Un professeur d'anglais plongé dans le mystère
Le héros est un sympathique professeur d'anglais vivant à Rueil-Malmaison qui bascule du jour au lendemain dans un monde étrange. Un nouvel élève, William Montrose, apparaît au fond de la classe et prétend être là depuis le début de l'année scolaire. Parallèlement, les journaux rapportent que Michel Sardou a été sauvagement assassiné, la langue arrachée. Déboussolé, le professeur écoute en boucle Scarborough Fair, la chanson traditionnelle magnifiquement reprise par Simon & Garfunkel, et y voit un signe : c'est dans la ville de Scarborough qu'il trouvera une réponse à ses angoisses. Il pose un arrêt-maladie et file en Angleterre.
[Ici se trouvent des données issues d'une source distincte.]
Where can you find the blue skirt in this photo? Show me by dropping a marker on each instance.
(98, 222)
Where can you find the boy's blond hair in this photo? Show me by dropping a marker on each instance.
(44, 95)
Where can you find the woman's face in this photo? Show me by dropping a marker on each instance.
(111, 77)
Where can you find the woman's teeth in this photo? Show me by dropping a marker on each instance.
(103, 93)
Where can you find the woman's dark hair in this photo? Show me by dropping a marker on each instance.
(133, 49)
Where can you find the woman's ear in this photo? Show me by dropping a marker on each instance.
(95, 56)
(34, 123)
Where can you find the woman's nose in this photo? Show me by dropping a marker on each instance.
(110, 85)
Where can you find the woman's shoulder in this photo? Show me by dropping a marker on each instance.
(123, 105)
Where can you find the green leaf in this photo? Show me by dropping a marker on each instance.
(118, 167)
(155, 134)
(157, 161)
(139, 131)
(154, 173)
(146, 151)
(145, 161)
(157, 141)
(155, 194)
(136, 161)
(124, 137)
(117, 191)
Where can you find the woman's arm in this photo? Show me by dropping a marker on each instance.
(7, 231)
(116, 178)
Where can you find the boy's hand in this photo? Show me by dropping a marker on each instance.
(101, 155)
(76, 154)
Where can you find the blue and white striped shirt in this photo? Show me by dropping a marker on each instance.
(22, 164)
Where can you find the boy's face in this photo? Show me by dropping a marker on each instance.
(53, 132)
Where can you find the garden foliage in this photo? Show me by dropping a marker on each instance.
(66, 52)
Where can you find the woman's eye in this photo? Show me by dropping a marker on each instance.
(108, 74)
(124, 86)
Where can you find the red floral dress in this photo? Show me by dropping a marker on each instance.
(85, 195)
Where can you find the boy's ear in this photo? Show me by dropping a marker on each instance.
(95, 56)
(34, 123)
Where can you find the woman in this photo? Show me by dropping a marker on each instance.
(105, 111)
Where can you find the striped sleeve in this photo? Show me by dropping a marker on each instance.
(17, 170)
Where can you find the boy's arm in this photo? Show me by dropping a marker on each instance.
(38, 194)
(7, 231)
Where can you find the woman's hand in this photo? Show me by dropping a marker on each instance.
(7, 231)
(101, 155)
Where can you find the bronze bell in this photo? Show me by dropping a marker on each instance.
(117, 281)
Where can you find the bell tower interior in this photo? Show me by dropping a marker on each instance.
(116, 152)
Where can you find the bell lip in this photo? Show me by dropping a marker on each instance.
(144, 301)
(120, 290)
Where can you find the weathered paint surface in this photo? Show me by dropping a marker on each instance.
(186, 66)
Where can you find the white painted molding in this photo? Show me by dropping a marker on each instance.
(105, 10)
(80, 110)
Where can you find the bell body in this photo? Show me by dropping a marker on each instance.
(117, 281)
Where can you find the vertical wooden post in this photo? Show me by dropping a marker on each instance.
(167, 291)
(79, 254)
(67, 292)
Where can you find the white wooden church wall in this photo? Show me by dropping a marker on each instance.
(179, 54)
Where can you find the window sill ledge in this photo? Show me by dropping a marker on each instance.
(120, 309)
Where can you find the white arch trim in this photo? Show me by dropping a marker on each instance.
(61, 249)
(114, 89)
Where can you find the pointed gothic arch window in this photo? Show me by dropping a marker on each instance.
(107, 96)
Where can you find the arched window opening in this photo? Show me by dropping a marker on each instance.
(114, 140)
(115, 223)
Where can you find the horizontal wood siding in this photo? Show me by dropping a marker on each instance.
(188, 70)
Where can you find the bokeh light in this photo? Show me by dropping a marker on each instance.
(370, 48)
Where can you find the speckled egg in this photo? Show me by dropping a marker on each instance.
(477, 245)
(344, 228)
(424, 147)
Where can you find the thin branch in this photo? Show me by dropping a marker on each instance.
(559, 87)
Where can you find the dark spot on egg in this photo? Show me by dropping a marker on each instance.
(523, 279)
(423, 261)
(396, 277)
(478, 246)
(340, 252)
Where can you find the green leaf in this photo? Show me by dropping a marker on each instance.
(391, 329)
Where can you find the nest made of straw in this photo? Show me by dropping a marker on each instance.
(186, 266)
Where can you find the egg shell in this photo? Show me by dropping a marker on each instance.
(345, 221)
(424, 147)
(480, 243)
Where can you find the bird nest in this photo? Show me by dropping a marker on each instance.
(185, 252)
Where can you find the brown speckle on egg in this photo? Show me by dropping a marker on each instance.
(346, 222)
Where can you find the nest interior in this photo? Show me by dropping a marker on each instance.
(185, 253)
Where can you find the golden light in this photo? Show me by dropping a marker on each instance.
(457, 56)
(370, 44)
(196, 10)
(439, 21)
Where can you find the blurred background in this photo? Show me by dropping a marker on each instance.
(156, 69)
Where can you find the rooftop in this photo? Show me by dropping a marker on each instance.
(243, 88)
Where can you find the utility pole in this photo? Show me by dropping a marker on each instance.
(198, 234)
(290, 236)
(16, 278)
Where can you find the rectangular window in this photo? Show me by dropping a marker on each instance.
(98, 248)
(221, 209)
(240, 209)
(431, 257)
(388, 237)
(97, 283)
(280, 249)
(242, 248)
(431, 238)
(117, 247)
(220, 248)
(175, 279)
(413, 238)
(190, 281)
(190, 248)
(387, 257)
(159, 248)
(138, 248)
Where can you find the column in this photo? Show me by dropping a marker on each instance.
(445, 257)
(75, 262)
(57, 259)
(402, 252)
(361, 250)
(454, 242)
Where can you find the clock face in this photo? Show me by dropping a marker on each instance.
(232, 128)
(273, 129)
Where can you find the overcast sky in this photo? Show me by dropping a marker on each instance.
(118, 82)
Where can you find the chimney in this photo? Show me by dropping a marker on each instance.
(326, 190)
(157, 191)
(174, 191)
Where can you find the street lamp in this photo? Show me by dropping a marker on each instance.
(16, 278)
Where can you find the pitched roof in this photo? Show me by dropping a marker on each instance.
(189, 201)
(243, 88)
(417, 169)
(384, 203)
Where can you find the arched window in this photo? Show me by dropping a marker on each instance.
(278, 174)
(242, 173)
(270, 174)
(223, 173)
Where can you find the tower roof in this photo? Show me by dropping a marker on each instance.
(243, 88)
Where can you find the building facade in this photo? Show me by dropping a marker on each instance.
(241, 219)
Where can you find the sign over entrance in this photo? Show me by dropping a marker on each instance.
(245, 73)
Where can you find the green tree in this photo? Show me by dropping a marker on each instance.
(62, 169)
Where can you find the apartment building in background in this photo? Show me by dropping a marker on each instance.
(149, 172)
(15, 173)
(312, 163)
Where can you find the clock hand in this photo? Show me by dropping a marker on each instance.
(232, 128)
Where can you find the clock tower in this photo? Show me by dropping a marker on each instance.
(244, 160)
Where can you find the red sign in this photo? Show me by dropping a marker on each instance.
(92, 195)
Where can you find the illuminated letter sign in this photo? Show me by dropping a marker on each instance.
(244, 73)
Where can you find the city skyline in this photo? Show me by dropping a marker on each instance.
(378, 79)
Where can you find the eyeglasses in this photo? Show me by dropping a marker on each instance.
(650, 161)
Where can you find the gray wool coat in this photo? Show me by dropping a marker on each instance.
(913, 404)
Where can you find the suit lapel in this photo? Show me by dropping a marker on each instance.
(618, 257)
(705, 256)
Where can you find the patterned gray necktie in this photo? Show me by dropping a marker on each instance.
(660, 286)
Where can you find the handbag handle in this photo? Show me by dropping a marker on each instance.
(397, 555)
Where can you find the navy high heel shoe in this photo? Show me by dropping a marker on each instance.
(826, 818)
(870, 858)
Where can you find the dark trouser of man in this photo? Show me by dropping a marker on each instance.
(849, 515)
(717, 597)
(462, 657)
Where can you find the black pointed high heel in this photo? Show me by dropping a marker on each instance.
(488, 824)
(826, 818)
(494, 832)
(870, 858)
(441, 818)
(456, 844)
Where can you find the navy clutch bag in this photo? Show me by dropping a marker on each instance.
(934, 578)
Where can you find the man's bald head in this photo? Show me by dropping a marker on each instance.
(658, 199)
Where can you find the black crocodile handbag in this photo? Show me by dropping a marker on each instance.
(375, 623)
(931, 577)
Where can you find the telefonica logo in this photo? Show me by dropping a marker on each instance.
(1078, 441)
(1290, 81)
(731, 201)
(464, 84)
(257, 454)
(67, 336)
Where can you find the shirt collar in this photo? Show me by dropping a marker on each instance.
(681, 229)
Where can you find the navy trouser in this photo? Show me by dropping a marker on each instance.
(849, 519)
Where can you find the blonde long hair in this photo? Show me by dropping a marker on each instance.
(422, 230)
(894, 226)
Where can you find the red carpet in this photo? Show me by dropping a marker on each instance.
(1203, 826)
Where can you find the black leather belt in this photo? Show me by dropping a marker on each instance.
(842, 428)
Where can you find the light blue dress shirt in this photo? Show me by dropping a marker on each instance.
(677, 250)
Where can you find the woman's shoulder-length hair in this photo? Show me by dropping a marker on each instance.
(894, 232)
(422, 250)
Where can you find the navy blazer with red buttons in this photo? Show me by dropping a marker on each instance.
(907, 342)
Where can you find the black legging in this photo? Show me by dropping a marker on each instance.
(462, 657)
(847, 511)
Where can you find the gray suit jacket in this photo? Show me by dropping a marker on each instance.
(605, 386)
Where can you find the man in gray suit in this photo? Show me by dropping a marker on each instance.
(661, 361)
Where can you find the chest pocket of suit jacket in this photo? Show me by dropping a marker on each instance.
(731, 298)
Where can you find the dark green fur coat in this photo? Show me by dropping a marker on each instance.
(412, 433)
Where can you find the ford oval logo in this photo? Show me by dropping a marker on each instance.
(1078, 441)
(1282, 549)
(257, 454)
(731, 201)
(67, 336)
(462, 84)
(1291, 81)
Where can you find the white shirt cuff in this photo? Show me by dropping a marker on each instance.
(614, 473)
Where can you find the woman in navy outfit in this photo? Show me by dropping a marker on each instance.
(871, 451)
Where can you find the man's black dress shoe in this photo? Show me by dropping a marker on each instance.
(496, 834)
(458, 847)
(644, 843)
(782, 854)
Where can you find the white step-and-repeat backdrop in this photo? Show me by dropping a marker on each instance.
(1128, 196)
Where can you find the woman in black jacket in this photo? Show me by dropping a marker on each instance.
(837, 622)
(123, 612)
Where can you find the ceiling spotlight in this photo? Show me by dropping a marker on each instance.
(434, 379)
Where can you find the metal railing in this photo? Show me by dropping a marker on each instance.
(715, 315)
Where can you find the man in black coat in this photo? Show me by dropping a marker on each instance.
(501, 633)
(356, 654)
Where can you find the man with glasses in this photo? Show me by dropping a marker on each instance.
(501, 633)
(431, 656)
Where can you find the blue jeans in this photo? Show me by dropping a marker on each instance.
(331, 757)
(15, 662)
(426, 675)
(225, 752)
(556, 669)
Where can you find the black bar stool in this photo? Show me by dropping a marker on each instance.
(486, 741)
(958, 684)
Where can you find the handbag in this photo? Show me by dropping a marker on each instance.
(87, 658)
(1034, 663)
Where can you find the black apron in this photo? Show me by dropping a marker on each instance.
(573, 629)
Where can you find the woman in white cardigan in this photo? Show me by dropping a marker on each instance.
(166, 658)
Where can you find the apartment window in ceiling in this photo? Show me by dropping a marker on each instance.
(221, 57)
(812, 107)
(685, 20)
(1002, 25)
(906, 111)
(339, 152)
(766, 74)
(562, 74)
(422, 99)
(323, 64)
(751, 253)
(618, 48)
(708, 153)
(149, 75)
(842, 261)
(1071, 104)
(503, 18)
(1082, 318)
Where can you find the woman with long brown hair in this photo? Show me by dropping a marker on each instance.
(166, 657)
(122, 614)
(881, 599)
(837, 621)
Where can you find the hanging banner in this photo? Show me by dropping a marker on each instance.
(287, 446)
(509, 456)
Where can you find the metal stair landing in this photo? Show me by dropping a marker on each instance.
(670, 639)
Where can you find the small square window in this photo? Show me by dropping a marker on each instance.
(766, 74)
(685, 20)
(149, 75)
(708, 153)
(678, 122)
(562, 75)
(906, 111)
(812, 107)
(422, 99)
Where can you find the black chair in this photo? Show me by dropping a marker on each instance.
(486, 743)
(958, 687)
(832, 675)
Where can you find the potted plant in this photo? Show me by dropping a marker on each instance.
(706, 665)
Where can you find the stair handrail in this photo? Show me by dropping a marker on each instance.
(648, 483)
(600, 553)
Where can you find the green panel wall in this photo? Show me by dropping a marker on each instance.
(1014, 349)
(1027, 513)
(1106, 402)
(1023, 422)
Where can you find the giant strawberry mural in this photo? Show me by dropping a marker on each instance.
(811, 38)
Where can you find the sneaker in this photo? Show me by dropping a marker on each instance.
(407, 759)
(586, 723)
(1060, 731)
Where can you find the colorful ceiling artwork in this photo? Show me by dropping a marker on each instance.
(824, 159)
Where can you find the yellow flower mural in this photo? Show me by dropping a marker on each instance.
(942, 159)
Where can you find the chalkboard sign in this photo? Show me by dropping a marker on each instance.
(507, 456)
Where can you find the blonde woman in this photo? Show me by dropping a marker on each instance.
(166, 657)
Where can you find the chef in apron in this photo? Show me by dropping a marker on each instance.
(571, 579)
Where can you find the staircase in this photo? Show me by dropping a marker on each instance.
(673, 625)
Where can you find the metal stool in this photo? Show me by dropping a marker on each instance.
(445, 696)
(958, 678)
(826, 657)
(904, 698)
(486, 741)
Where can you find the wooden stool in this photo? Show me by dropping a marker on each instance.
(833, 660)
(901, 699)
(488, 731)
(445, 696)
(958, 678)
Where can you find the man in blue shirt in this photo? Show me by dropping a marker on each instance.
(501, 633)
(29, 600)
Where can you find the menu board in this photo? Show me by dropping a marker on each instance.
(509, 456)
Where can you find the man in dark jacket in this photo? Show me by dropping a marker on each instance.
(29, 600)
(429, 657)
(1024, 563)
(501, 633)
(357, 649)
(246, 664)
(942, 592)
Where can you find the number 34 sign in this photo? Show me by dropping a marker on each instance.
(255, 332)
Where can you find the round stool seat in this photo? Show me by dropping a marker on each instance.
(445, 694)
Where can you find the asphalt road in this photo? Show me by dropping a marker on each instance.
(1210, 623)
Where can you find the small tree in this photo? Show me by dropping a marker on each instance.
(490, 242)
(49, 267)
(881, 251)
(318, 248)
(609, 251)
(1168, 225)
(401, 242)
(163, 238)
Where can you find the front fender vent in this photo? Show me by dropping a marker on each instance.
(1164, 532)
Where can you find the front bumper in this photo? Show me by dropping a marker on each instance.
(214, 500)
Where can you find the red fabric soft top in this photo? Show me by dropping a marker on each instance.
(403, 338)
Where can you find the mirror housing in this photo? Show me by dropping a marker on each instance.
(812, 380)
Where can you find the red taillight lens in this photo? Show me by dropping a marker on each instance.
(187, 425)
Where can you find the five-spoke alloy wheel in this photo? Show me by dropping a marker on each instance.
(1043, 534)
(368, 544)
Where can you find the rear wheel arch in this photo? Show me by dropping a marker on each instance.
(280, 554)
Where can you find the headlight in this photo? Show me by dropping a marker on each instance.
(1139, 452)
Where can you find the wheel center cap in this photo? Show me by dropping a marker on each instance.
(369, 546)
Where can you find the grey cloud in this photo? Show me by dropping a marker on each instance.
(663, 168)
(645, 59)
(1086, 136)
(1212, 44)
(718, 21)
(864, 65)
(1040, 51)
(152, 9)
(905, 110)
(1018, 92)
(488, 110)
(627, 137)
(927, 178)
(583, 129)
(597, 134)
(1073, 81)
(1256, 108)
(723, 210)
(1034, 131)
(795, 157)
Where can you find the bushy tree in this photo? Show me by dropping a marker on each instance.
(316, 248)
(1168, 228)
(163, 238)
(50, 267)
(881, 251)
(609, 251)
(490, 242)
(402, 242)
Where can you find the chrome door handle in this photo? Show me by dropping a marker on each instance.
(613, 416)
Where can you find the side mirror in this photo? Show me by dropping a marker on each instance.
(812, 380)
Une enquête entre pubs et églises
Entre virées au pub Leeds Arms et découverte de la St Mary's Church, où est enterrée Anne Brontë, le professeur mène l'enquête et flirte avec une Anglaise. L'écrivain Luc Dagognet, poétique et intranquille, trouve une cohérence éditoriale chez Christian Bourgois, éditeur historique de Fernando Pessoa, avec qui il partage un air de famille littéraire. Le lecteur espère bientôt des péripéties ésotériques à Lisbonne.
Scarborough par Luc Dagognet, Satellites/Christian Bourgois, 204 p., 9,80 €.